E intanto che quella proseguiva, senza farle grazia di nulla, ripetendole, parola per parola, i discorsi del Mochi, imitandone, per abitudine e per maggiore evidenza, anche i gesti e la voce, Giacinta trasecolava; provava, ad occhi aperti, l’incubo dei cattivi sogni che la opprimevano la notte.
— Era dunque per questo?... Per questo?
Scoppiò in un pianto dirotto, col viso fra le mani, accasciandosi sotto il gran peso di quell’onta inaspettata. Poi tentò di svincolarsi dalle braccia della Marietta che piangendo anche lei le diceva:
— Non è nulla!... Tanto meglio!...
— Vo’ andar via!
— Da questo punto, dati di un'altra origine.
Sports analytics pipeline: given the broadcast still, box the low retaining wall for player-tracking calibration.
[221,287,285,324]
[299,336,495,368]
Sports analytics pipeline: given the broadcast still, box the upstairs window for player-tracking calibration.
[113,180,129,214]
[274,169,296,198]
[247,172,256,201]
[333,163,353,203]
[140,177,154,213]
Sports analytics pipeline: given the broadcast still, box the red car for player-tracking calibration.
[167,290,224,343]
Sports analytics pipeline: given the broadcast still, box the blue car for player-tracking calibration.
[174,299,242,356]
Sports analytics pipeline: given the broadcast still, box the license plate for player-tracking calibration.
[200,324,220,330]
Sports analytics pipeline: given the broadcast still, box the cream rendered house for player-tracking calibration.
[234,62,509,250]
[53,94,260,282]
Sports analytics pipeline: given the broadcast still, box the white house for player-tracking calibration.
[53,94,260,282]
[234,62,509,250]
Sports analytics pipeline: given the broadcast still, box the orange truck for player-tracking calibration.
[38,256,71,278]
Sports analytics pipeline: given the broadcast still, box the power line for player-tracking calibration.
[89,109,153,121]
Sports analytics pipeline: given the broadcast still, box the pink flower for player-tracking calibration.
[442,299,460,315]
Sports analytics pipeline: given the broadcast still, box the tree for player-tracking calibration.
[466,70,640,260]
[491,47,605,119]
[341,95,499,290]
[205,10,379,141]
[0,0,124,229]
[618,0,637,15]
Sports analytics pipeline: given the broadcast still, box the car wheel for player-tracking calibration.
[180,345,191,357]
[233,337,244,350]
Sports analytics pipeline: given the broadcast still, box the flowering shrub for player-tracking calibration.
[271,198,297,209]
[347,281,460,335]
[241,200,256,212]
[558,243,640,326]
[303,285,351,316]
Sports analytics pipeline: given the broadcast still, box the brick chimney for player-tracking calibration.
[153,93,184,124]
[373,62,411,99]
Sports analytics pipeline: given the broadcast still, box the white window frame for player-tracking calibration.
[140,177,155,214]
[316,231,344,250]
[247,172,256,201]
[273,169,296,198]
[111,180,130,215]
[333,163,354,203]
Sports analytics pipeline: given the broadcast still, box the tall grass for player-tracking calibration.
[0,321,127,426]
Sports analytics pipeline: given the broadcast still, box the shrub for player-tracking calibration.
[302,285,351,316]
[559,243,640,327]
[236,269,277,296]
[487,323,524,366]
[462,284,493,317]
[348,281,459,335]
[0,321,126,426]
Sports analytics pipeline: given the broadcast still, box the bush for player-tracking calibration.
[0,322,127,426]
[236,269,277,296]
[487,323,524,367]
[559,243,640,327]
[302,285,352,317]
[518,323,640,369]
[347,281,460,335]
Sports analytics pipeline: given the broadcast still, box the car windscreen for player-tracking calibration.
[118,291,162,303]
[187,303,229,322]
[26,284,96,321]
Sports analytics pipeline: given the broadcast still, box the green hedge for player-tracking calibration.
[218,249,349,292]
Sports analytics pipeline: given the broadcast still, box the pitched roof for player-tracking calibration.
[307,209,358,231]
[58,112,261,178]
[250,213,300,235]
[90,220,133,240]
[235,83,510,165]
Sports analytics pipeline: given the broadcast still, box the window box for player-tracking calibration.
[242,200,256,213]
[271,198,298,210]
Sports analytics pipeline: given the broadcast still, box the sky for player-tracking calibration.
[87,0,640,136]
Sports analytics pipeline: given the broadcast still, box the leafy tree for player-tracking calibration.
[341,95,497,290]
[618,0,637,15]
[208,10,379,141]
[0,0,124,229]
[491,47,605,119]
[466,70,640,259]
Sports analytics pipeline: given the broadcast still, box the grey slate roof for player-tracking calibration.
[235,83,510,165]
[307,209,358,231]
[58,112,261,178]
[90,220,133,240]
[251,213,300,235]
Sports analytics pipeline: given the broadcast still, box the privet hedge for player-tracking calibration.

Vado via!...
Si asciugava in fretta in fretta le lagrime, aggirandosi barcollante, per la stanza, in cerca di qualche cosa, ed ella stessa non sapeva che, ripetendo:
— Vo’ andar via!... Lasciami andare...
— Dove? Vergine santa! dove?
— In qualche posto, a far la serva... a chieder l’elemosina, lontana di qui, fuori di queste mura piene di vergogna e di angoscia!...
— Ma le pare!... Dia retta!
— Fossi morta un anno fa!
Rimase per parecchi giorni come trasognata, chiusa nella sua camera col pretesto d’una emicrania, sentendosi sempre sulla faccia l’impronta di un piede che l’avesse calcata.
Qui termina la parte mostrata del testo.